Having no immune system when everyone around me has the lurgy makes socialising at Christmas and having any form of fun pretty damn hard. As all my friends don their newest velvet dresses and sequin finery, waltzing around town from party to party without a care in the world, I’m stuck at home, in my pyjamas and slippers, contemplating Christmases gone by. I used to be the most sociable, the most fun, the biggest party animal at any Christmas bash. How did this happen? And why me? Why me? Like a ghost of Christmas past, that question comes back to haunt me.
Photo: Courtesy of Ariane Thornton-Mason.
All things considered, I’m not terribly excited about Christmas this year. Like I have done for all of 2016, I am just willing time to speed up. Buying presents seems pretty pointless, a feeling which has spread throughout my family. Relatives are donating to various cancer charities instead and as I walk aimlessly around town on the hunt for a piece of crap I have to stop and ask myself, what’s it all about? What is the point in all this? Give me all the presents in the world, nothing will ever compare to getting the all-clear I’m so desperately after in January. In the words of Mariah: “All I want for Christmas is... to be cancer-free.” If someone had told me this time last year, three weeks before Christmas, that I’d have been diagnosed and treated for cancer, I’d have believed them as much as I believe in Santa. Maybe that's the point: that no one knows what card they're going to be dealt, so Christmas has to be about getting stuck into living.
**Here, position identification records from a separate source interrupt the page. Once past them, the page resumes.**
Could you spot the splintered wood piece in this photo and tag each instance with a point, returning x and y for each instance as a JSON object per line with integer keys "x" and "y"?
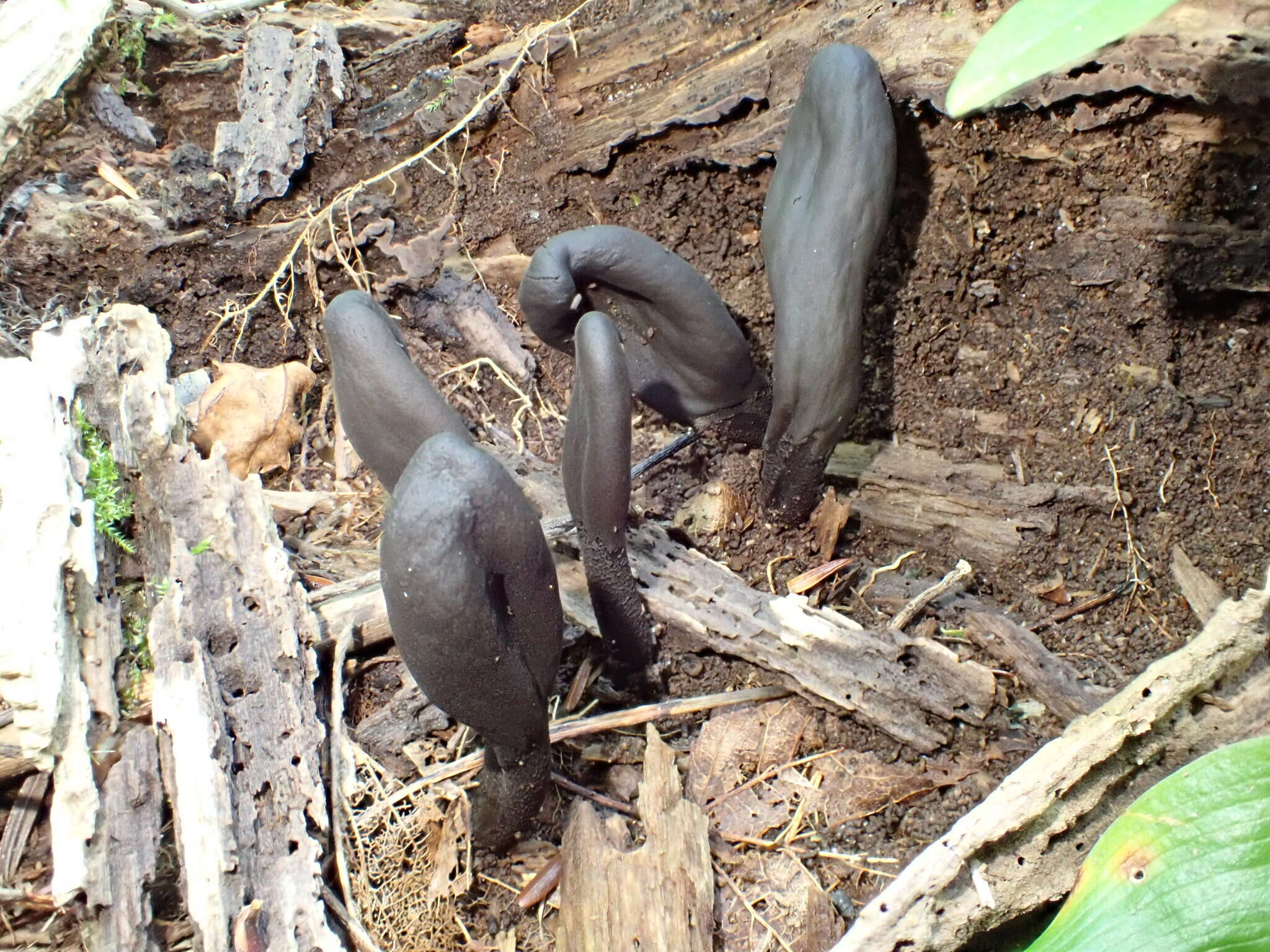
{"x": 918, "y": 496}
{"x": 658, "y": 896}
{"x": 907, "y": 685}
{"x": 1050, "y": 679}
{"x": 125, "y": 850}
{"x": 1028, "y": 839}
{"x": 1198, "y": 588}
{"x": 22, "y": 818}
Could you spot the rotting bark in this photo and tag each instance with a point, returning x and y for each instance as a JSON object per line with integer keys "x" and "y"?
{"x": 286, "y": 94}
{"x": 1029, "y": 837}
{"x": 606, "y": 885}
{"x": 975, "y": 509}
{"x": 685, "y": 70}
{"x": 230, "y": 637}
{"x": 1049, "y": 678}
{"x": 908, "y": 687}
{"x": 125, "y": 850}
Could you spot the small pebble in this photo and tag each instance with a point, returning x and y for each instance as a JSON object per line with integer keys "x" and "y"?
{"x": 691, "y": 666}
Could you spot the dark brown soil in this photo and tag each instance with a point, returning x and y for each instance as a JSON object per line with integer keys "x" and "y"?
{"x": 1033, "y": 271}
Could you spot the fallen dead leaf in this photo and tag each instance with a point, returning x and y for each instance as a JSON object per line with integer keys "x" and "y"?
{"x": 502, "y": 263}
{"x": 858, "y": 785}
{"x": 252, "y": 412}
{"x": 711, "y": 511}
{"x": 745, "y": 739}
{"x": 789, "y": 897}
{"x": 1053, "y": 589}
{"x": 812, "y": 578}
{"x": 827, "y": 522}
{"x": 488, "y": 33}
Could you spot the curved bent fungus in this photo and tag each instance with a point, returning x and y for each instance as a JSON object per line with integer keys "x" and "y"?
{"x": 597, "y": 484}
{"x": 473, "y": 603}
{"x": 386, "y": 404}
{"x": 686, "y": 356}
{"x": 825, "y": 216}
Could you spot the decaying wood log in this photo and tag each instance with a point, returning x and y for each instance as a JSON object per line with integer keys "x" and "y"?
{"x": 1028, "y": 838}
{"x": 22, "y": 818}
{"x": 658, "y": 896}
{"x": 1049, "y": 678}
{"x": 230, "y": 635}
{"x": 908, "y": 687}
{"x": 975, "y": 509}
{"x": 233, "y": 681}
{"x": 125, "y": 850}
{"x": 1198, "y": 588}
{"x": 41, "y": 46}
{"x": 48, "y": 523}
{"x": 666, "y": 65}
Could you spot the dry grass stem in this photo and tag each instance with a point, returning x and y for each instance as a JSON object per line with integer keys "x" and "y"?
{"x": 281, "y": 284}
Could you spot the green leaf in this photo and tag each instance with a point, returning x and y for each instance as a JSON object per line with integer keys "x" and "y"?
{"x": 1186, "y": 868}
{"x": 1036, "y": 37}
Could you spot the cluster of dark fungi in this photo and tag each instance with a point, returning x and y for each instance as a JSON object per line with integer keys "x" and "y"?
{"x": 468, "y": 575}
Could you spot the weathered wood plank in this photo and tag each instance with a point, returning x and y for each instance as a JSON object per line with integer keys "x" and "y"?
{"x": 658, "y": 896}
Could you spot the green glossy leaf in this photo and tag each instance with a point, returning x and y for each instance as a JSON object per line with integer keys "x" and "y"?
{"x": 1036, "y": 37}
{"x": 1186, "y": 868}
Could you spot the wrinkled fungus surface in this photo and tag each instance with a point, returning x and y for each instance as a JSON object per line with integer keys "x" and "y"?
{"x": 686, "y": 356}
{"x": 826, "y": 213}
{"x": 386, "y": 405}
{"x": 596, "y": 470}
{"x": 473, "y": 602}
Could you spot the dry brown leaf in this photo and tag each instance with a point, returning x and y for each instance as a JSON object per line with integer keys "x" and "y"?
{"x": 739, "y": 741}
{"x": 1053, "y": 589}
{"x": 812, "y": 578}
{"x": 502, "y": 263}
{"x": 488, "y": 33}
{"x": 858, "y": 785}
{"x": 781, "y": 890}
{"x": 252, "y": 412}
{"x": 711, "y": 511}
{"x": 827, "y": 522}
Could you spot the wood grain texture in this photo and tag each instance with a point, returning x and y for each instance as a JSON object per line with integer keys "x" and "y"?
{"x": 655, "y": 897}
{"x": 125, "y": 850}
{"x": 1049, "y": 678}
{"x": 230, "y": 633}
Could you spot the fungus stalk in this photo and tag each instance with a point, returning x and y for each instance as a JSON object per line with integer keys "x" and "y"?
{"x": 685, "y": 355}
{"x": 386, "y": 404}
{"x": 826, "y": 214}
{"x": 597, "y": 484}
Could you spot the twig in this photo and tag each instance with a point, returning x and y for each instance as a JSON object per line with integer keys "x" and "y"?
{"x": 773, "y": 564}
{"x": 541, "y": 886}
{"x": 337, "y": 749}
{"x": 37, "y": 901}
{"x": 281, "y": 283}
{"x": 360, "y": 936}
{"x": 1089, "y": 604}
{"x": 1163, "y": 483}
{"x": 675, "y": 446}
{"x": 562, "y": 781}
{"x": 939, "y": 589}
{"x": 210, "y": 9}
{"x": 1135, "y": 555}
{"x": 881, "y": 569}
{"x": 751, "y": 908}
{"x": 592, "y": 725}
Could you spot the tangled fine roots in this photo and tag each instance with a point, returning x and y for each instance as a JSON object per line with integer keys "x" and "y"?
{"x": 408, "y": 862}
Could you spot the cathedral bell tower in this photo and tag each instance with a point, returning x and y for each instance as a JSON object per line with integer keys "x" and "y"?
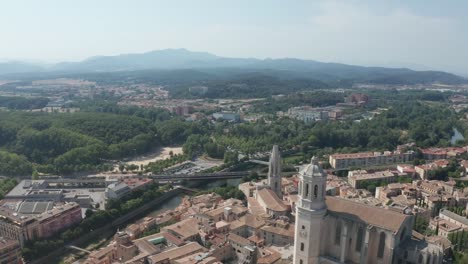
{"x": 274, "y": 172}
{"x": 310, "y": 211}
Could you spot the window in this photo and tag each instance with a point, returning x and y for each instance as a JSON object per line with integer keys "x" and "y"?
{"x": 359, "y": 238}
{"x": 381, "y": 248}
{"x": 338, "y": 233}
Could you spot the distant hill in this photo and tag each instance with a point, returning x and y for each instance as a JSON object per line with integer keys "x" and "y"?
{"x": 182, "y": 59}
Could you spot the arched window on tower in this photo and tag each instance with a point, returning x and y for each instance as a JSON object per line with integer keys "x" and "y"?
{"x": 381, "y": 248}
{"x": 359, "y": 238}
{"x": 403, "y": 233}
{"x": 338, "y": 233}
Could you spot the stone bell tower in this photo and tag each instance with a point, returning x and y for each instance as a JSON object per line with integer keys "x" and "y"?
{"x": 310, "y": 211}
{"x": 274, "y": 172}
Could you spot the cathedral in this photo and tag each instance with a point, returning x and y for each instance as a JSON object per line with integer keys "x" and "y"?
{"x": 329, "y": 229}
{"x": 334, "y": 230}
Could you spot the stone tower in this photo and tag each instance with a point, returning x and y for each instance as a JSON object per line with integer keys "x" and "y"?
{"x": 310, "y": 211}
{"x": 274, "y": 172}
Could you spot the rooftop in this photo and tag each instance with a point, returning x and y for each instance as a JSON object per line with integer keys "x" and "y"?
{"x": 375, "y": 216}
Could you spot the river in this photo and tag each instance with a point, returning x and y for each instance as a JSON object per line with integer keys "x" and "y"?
{"x": 172, "y": 203}
{"x": 456, "y": 136}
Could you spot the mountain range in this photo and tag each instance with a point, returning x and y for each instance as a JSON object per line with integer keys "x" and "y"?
{"x": 177, "y": 59}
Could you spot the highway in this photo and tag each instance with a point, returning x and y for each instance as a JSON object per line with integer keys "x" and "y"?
{"x": 200, "y": 176}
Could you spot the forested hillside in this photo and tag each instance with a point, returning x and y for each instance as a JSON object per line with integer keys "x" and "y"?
{"x": 65, "y": 143}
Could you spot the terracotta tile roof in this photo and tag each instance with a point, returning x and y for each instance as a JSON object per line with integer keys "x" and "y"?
{"x": 375, "y": 216}
{"x": 288, "y": 231}
{"x": 268, "y": 256}
{"x": 255, "y": 208}
{"x": 248, "y": 220}
{"x": 238, "y": 239}
{"x": 177, "y": 253}
{"x": 272, "y": 201}
{"x": 185, "y": 228}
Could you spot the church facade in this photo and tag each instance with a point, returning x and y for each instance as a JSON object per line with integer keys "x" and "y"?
{"x": 334, "y": 230}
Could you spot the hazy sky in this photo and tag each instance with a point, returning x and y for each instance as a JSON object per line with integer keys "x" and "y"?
{"x": 417, "y": 33}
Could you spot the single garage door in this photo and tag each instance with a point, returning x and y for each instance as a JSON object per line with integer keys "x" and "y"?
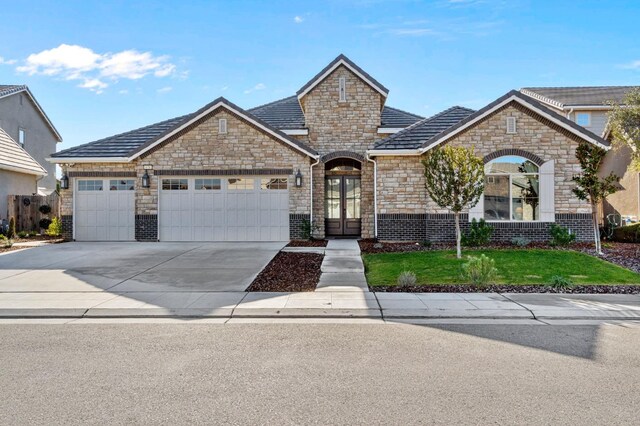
{"x": 104, "y": 210}
{"x": 224, "y": 209}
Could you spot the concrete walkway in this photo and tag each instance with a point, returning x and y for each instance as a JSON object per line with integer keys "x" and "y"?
{"x": 342, "y": 268}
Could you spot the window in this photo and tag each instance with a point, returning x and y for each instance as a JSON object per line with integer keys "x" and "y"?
{"x": 583, "y": 119}
{"x": 240, "y": 184}
{"x": 512, "y": 189}
{"x": 277, "y": 183}
{"x": 121, "y": 185}
{"x": 22, "y": 135}
{"x": 175, "y": 184}
{"x": 89, "y": 185}
{"x": 207, "y": 184}
{"x": 342, "y": 88}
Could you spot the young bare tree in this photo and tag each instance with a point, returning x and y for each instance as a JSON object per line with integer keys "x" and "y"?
{"x": 591, "y": 187}
{"x": 454, "y": 180}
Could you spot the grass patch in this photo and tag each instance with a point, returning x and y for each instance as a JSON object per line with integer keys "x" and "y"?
{"x": 520, "y": 267}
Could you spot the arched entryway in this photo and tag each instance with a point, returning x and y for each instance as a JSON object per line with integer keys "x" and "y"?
{"x": 342, "y": 197}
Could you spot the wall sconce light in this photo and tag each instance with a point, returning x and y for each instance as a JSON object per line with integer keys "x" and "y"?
{"x": 146, "y": 180}
{"x": 298, "y": 179}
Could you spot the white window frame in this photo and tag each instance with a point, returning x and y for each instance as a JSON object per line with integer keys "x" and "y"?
{"x": 586, "y": 114}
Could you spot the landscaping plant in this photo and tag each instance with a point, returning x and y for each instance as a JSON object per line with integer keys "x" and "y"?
{"x": 407, "y": 279}
{"x": 561, "y": 236}
{"x": 480, "y": 270}
{"x": 479, "y": 234}
{"x": 454, "y": 179}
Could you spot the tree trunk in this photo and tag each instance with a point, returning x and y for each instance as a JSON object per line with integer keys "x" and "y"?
{"x": 458, "y": 235}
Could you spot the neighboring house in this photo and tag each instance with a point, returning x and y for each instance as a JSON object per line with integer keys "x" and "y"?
{"x": 589, "y": 106}
{"x": 22, "y": 117}
{"x": 333, "y": 154}
{"x": 20, "y": 173}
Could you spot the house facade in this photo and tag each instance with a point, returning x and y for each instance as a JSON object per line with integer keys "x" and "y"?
{"x": 24, "y": 120}
{"x": 334, "y": 155}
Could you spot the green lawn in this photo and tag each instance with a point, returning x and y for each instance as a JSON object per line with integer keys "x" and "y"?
{"x": 514, "y": 267}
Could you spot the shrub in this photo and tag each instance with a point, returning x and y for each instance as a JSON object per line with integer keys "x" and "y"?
{"x": 44, "y": 223}
{"x": 12, "y": 228}
{"x": 561, "y": 236}
{"x": 560, "y": 282}
{"x": 627, "y": 234}
{"x": 480, "y": 270}
{"x": 520, "y": 241}
{"x": 307, "y": 229}
{"x": 478, "y": 235}
{"x": 406, "y": 279}
{"x": 55, "y": 228}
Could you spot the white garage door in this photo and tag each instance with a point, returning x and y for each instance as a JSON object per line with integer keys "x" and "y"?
{"x": 224, "y": 209}
{"x": 104, "y": 210}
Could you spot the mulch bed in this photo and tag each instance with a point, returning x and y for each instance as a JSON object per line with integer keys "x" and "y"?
{"x": 576, "y": 289}
{"x": 307, "y": 243}
{"x": 289, "y": 272}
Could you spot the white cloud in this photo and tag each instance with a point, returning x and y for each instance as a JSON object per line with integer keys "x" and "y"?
{"x": 259, "y": 86}
{"x": 73, "y": 62}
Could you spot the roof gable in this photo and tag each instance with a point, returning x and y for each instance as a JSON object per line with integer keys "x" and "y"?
{"x": 342, "y": 60}
{"x": 10, "y": 90}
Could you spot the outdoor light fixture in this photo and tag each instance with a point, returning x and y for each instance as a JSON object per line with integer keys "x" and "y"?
{"x": 298, "y": 179}
{"x": 146, "y": 180}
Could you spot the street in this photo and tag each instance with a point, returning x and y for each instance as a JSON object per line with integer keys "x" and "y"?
{"x": 179, "y": 373}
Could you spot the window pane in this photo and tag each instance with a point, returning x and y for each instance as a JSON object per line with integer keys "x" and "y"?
{"x": 496, "y": 197}
{"x": 525, "y": 197}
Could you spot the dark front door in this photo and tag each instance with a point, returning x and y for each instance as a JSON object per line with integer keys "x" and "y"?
{"x": 342, "y": 205}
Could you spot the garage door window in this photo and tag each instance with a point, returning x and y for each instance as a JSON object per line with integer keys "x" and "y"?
{"x": 121, "y": 185}
{"x": 208, "y": 184}
{"x": 175, "y": 184}
{"x": 267, "y": 184}
{"x": 240, "y": 184}
{"x": 90, "y": 185}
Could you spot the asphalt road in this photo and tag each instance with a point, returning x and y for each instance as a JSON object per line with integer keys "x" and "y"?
{"x": 319, "y": 374}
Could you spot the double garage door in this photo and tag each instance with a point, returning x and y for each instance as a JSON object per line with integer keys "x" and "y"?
{"x": 190, "y": 209}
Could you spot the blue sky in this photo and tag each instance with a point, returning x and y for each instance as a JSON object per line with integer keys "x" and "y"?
{"x": 100, "y": 68}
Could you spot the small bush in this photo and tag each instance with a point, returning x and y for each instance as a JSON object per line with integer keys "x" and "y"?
{"x": 560, "y": 282}
{"x": 627, "y": 234}
{"x": 44, "y": 223}
{"x": 561, "y": 236}
{"x": 480, "y": 270}
{"x": 406, "y": 279}
{"x": 479, "y": 234}
{"x": 520, "y": 241}
{"x": 12, "y": 228}
{"x": 55, "y": 228}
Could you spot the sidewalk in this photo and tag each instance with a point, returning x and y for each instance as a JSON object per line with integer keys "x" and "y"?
{"x": 324, "y": 304}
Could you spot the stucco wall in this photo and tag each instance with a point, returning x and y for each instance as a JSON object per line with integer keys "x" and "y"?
{"x": 40, "y": 142}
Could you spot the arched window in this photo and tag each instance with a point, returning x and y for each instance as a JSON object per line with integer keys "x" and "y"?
{"x": 512, "y": 189}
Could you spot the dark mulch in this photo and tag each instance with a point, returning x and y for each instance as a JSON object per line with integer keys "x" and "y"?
{"x": 576, "y": 289}
{"x": 289, "y": 272}
{"x": 307, "y": 243}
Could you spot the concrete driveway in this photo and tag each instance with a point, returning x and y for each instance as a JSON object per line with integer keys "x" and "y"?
{"x": 135, "y": 267}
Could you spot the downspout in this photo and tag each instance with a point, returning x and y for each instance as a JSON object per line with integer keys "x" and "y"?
{"x": 375, "y": 196}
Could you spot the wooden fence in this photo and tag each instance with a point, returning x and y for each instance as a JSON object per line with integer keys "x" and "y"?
{"x": 26, "y": 209}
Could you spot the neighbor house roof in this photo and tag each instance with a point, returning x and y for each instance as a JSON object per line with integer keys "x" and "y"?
{"x": 132, "y": 144}
{"x": 287, "y": 114}
{"x": 12, "y": 89}
{"x": 348, "y": 63}
{"x": 16, "y": 159}
{"x": 562, "y": 97}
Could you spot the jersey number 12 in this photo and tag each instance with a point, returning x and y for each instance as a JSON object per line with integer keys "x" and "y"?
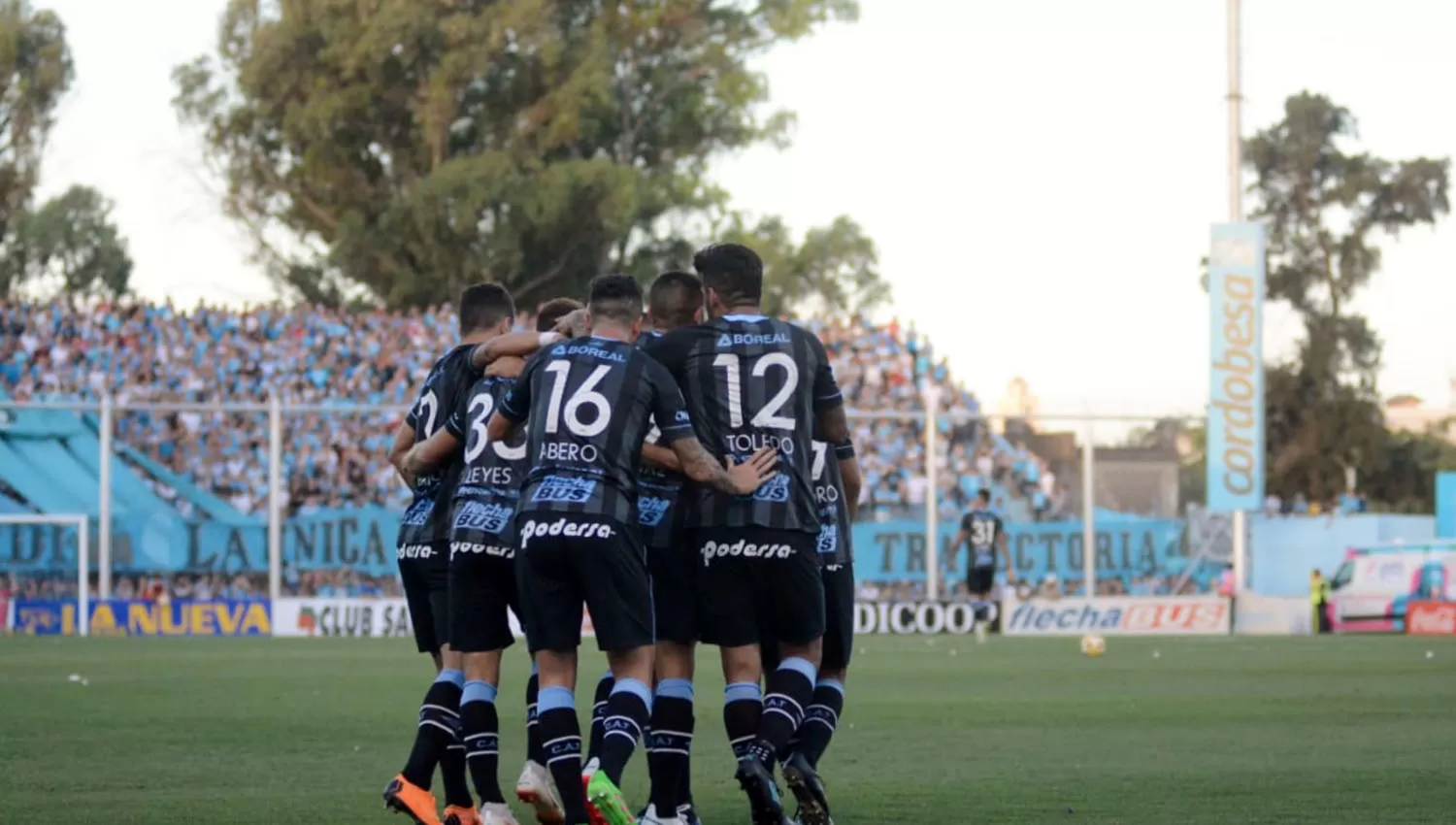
{"x": 772, "y": 413}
It has to be about revelling in each other, overindulging in everything that makes us happy and celebrating our existence in the present moment. With that in mind, I’ve bought myself a new little black dress. I will put on some false eyelashes (mine have pretty much fallen out). I will paint my lips red and my nails gold. I will allow myself a glass of champagne. I will have a good time. And I urge you all to do the same, please; eat all the turkey, ham, cheese, stuffing, mince pies and chocolate; drink all the booze; buy all the Christmas tat; drunkenly dance at all the Christmas parties; tell your family and friends that you love them, dearly. Life is too short not to. Wishing you all a very Merry Christmas and a very healthy 2017.